Atheneite is a rare palladium, mercury arsenide mineral with the chemical formula (Pd,Hg)3As associated with palladium–gold deposits. Its composition parallels that of arsenopalladinite (Pd8(As,Sb)3), isomertieite (Pd11Sb2As2) and meritieite-II (Pd8(Sb,As)3) (Cabral, 2002).

==Discovery and occurrence==
It was discovered in 1974 by A.M. Clark, A.J. Criddle, and E.E. Fejer in the Minas Gerais mine in the town of Itabira, Brazil (Clark, 1974). Atheneite was also found in 1982 during a major gold rush at Serra Pelada in northern Brazil. Since then it has been found in the northern region of Para, Brazil, the northern region of Russia, and the Limpopo province of South Africa (Cabral, 2002; Trabaev, 1995).

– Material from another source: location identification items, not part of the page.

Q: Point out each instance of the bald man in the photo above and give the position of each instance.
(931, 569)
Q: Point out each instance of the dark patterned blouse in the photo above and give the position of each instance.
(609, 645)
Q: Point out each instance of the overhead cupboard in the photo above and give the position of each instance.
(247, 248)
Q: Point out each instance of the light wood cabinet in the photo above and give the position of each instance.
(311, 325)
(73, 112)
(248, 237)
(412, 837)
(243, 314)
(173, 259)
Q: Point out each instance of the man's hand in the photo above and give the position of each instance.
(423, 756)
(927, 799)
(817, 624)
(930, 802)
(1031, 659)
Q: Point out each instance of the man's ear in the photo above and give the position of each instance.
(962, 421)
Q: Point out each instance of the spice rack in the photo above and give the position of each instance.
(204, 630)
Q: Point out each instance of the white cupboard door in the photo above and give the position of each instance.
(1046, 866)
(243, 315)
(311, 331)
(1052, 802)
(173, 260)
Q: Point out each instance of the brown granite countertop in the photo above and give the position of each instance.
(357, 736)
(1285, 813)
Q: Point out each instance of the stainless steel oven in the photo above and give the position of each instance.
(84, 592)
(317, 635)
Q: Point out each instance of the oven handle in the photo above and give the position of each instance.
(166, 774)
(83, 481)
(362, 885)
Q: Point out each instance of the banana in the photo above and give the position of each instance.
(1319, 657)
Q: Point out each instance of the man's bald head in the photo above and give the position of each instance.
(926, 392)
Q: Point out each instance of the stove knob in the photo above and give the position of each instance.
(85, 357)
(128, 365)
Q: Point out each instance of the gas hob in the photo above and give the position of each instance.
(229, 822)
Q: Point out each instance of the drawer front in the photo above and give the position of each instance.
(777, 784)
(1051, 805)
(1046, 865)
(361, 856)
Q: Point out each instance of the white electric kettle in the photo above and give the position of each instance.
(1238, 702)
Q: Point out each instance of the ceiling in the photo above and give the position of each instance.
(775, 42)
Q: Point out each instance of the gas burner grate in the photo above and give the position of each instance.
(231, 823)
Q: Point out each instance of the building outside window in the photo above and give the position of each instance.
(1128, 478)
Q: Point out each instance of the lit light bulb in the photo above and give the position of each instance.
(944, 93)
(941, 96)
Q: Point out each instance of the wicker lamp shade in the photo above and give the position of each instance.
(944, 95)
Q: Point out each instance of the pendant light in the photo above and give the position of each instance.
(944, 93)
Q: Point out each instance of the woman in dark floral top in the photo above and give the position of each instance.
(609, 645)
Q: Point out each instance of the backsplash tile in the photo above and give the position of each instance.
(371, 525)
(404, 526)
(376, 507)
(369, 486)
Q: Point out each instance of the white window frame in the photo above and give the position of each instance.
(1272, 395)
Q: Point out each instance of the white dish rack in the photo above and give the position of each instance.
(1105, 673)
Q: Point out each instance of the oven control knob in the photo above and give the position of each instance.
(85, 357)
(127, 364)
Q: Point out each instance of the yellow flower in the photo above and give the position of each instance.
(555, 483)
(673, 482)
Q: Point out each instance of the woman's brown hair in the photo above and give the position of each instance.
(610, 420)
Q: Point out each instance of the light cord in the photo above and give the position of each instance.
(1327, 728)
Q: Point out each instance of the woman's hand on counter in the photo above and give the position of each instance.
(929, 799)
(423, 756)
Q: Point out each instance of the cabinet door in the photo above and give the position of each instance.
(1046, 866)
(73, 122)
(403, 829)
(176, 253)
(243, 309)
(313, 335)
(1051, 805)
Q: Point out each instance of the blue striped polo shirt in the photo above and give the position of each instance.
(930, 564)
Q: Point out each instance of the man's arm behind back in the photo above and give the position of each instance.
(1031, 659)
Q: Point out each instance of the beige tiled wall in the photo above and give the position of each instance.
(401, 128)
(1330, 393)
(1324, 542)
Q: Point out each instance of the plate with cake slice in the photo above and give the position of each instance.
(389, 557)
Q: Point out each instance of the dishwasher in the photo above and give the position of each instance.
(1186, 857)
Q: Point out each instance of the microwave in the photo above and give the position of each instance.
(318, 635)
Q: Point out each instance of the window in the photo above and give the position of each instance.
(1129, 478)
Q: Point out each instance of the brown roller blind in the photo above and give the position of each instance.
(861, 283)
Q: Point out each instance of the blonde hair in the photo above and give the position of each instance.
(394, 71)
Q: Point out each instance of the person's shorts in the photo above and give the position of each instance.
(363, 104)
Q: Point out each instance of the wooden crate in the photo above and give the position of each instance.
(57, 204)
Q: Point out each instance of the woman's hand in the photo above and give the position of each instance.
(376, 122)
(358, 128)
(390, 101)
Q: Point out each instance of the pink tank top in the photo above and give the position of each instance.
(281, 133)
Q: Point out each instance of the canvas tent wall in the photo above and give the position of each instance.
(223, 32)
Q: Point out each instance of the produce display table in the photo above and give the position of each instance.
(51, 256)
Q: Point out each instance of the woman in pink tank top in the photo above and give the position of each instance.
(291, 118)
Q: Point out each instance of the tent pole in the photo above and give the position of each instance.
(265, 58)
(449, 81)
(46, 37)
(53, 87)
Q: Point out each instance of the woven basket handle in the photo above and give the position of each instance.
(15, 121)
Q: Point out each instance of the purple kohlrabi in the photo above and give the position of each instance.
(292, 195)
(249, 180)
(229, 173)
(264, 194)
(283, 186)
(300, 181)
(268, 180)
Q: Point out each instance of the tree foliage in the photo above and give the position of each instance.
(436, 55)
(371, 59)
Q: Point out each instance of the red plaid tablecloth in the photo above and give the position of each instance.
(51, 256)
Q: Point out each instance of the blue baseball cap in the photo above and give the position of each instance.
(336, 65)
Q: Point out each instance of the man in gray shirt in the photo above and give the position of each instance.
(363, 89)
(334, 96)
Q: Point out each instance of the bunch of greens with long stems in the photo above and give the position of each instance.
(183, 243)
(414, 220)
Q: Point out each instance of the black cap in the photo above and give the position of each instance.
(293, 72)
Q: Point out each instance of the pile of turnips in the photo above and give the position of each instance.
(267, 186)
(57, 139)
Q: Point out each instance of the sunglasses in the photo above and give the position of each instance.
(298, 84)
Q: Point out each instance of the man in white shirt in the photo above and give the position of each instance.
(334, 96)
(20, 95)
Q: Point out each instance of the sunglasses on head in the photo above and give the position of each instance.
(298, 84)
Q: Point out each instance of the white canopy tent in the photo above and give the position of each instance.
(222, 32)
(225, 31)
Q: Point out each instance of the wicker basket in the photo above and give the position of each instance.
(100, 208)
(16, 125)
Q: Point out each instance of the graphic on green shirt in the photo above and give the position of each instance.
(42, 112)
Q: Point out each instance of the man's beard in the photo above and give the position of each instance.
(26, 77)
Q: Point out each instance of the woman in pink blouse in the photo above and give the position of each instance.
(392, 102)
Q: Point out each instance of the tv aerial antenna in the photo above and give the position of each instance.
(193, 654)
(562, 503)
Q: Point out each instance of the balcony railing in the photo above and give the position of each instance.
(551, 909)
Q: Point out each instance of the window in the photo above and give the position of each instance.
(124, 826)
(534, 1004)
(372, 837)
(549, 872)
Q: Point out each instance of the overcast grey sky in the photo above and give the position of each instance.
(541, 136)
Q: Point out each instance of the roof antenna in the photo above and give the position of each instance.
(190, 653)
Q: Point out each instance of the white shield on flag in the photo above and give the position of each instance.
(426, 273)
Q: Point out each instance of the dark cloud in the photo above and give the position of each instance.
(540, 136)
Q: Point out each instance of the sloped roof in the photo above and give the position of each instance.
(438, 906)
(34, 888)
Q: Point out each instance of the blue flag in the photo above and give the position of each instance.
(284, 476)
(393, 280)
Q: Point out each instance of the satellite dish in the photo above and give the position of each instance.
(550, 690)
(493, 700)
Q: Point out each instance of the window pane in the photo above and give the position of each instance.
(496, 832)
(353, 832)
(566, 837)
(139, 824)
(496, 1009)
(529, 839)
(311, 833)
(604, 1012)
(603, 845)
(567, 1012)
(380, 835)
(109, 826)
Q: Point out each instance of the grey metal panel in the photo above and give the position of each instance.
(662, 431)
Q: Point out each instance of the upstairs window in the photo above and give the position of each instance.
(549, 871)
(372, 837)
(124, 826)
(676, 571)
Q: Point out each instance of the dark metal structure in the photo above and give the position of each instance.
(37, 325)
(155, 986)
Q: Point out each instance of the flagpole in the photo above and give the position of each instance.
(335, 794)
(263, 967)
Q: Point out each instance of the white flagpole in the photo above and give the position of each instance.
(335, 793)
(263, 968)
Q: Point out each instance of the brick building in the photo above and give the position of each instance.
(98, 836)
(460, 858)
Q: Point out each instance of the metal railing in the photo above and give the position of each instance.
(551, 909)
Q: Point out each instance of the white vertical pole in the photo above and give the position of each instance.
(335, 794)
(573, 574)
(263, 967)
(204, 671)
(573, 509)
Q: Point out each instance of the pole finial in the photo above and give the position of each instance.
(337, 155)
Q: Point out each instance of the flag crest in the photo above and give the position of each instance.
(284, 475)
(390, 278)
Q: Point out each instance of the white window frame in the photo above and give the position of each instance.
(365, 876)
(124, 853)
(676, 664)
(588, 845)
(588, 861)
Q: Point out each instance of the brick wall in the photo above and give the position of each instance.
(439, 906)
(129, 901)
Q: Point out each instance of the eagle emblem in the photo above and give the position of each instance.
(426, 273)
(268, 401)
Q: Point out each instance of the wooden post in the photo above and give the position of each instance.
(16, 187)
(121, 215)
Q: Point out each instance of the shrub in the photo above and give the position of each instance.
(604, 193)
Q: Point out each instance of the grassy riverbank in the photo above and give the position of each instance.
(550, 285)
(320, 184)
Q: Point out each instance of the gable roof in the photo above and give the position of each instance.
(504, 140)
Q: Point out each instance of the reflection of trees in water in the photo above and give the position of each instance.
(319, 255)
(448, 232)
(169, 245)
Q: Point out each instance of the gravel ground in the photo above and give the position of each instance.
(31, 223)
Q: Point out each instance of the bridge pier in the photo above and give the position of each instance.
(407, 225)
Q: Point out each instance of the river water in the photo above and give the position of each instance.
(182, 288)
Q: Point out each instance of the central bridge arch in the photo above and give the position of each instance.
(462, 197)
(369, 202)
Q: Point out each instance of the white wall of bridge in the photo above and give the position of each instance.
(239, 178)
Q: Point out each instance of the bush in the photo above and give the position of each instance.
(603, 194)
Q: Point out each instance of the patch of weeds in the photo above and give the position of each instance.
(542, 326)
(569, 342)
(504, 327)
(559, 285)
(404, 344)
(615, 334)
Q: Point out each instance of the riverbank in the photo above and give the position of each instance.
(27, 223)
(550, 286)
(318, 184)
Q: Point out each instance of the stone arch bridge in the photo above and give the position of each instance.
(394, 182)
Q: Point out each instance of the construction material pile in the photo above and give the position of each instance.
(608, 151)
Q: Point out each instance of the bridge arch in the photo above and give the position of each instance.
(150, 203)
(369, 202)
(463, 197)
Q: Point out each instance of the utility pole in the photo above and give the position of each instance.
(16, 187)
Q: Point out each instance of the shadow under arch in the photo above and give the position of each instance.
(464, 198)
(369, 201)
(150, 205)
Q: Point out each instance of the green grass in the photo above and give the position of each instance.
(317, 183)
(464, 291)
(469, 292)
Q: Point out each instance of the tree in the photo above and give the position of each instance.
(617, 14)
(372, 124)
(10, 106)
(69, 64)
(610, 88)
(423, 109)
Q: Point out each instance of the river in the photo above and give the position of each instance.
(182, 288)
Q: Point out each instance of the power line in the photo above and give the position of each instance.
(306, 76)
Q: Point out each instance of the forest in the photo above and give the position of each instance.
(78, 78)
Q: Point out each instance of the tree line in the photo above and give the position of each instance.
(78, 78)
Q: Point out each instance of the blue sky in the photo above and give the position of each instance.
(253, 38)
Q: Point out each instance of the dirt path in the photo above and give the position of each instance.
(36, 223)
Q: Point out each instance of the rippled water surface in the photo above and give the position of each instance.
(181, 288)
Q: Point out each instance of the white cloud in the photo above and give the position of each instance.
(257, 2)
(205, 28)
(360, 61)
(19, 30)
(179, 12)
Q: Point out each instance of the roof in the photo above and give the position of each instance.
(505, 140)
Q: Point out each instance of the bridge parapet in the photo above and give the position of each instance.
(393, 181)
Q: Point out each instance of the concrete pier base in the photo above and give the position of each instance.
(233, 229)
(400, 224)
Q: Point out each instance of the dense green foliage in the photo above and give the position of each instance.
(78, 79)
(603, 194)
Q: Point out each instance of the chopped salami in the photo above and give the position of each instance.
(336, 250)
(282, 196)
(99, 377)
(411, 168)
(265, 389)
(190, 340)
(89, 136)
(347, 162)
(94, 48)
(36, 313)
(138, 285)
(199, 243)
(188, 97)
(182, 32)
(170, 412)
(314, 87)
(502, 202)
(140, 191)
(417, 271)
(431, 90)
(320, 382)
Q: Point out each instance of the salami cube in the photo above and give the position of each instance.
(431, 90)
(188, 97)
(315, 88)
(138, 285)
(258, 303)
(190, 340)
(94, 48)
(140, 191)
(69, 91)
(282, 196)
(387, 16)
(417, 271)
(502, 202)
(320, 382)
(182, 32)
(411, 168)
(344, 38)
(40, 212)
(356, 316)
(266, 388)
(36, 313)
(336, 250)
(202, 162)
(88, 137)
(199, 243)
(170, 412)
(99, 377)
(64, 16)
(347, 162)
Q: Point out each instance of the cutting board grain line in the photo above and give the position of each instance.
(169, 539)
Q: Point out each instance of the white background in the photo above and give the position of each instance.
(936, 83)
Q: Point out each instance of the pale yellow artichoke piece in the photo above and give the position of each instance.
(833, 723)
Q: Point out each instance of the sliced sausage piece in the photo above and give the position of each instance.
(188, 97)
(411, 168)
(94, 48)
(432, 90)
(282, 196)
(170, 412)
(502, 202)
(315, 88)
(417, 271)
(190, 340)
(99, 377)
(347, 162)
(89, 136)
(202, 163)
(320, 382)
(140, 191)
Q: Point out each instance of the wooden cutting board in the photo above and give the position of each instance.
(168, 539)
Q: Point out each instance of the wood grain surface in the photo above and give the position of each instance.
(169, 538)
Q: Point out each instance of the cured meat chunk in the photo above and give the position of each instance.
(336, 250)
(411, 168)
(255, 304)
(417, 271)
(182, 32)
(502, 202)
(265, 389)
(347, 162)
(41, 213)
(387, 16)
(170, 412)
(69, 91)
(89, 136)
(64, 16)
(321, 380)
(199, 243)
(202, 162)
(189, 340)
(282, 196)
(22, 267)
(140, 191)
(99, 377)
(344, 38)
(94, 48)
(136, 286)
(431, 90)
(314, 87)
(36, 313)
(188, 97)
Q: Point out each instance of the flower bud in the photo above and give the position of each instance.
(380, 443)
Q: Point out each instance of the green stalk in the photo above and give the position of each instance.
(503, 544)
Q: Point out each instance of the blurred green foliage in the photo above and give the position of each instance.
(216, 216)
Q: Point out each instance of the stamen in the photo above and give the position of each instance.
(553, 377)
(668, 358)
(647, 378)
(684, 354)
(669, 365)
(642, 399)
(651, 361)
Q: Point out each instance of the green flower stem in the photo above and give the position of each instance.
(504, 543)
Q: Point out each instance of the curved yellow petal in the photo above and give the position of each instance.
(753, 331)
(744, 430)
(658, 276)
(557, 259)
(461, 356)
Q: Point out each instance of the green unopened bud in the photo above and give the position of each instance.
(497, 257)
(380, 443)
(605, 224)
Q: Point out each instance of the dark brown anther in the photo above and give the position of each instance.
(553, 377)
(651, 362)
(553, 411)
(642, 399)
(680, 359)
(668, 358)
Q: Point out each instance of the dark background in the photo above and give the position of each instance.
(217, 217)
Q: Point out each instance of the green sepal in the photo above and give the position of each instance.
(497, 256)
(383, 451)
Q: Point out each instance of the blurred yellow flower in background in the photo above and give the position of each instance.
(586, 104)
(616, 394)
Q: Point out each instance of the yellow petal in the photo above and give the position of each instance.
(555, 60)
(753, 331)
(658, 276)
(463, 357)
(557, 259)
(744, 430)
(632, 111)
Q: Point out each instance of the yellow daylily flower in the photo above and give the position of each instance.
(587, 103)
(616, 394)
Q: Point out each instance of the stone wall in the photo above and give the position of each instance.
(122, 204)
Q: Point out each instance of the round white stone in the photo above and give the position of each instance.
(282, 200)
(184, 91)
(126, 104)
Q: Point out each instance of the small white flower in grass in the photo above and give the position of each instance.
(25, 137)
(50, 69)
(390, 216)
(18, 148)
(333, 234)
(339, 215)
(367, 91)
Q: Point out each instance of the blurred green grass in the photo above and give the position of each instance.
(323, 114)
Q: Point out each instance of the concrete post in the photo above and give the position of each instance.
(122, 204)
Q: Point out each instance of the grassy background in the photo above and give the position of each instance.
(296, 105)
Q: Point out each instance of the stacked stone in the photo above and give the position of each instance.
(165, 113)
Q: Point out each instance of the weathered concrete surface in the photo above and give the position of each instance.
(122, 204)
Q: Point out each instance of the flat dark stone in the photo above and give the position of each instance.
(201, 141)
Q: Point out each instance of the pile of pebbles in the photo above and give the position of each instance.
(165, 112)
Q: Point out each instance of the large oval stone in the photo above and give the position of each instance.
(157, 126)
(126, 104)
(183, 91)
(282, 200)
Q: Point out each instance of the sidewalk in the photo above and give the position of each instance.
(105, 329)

Its name is derived from the Greek goddess Pallas Athena for its association with palladium-gold deposits. It was first found in concentrates from gold washings in Brazil with intergrowths of arsenopalladinite (Fleischer, 1974). Hematite was also found in intergrowths with atheneite, and is interpreted as being the product of a low temperature, hydrothermal origin.

==Structure==

Atheneite crystallizes in the hexagonal crystal system with space group P6̅2m and a point grouping of 6̅m2. It has a ditrigonal dipyramidal crystal form. This mineral does not extinguish under crossed polars, showing bright anisotropic colors from purple-brown to dark grey (Fleischer, 1974). These birefringence colors are of the first order. The atomic structure of atheneite is very similar to that of the hexagonal structure carbons that make up graphite.

==Physical properties==

Atheneite has a metallic luster and its color ranges from white/gray to blue/gray tint. Its Mohs hardness scale is 4.5-5. The Vickers hardness test puts this mineral at a 48. Atheneite also has a specific gravity of 10.2. When placed in a reflected light, it gives off a white light with a yellowish hue and shows very weak reflectance pleochroism in oil (Fleischer, 1974).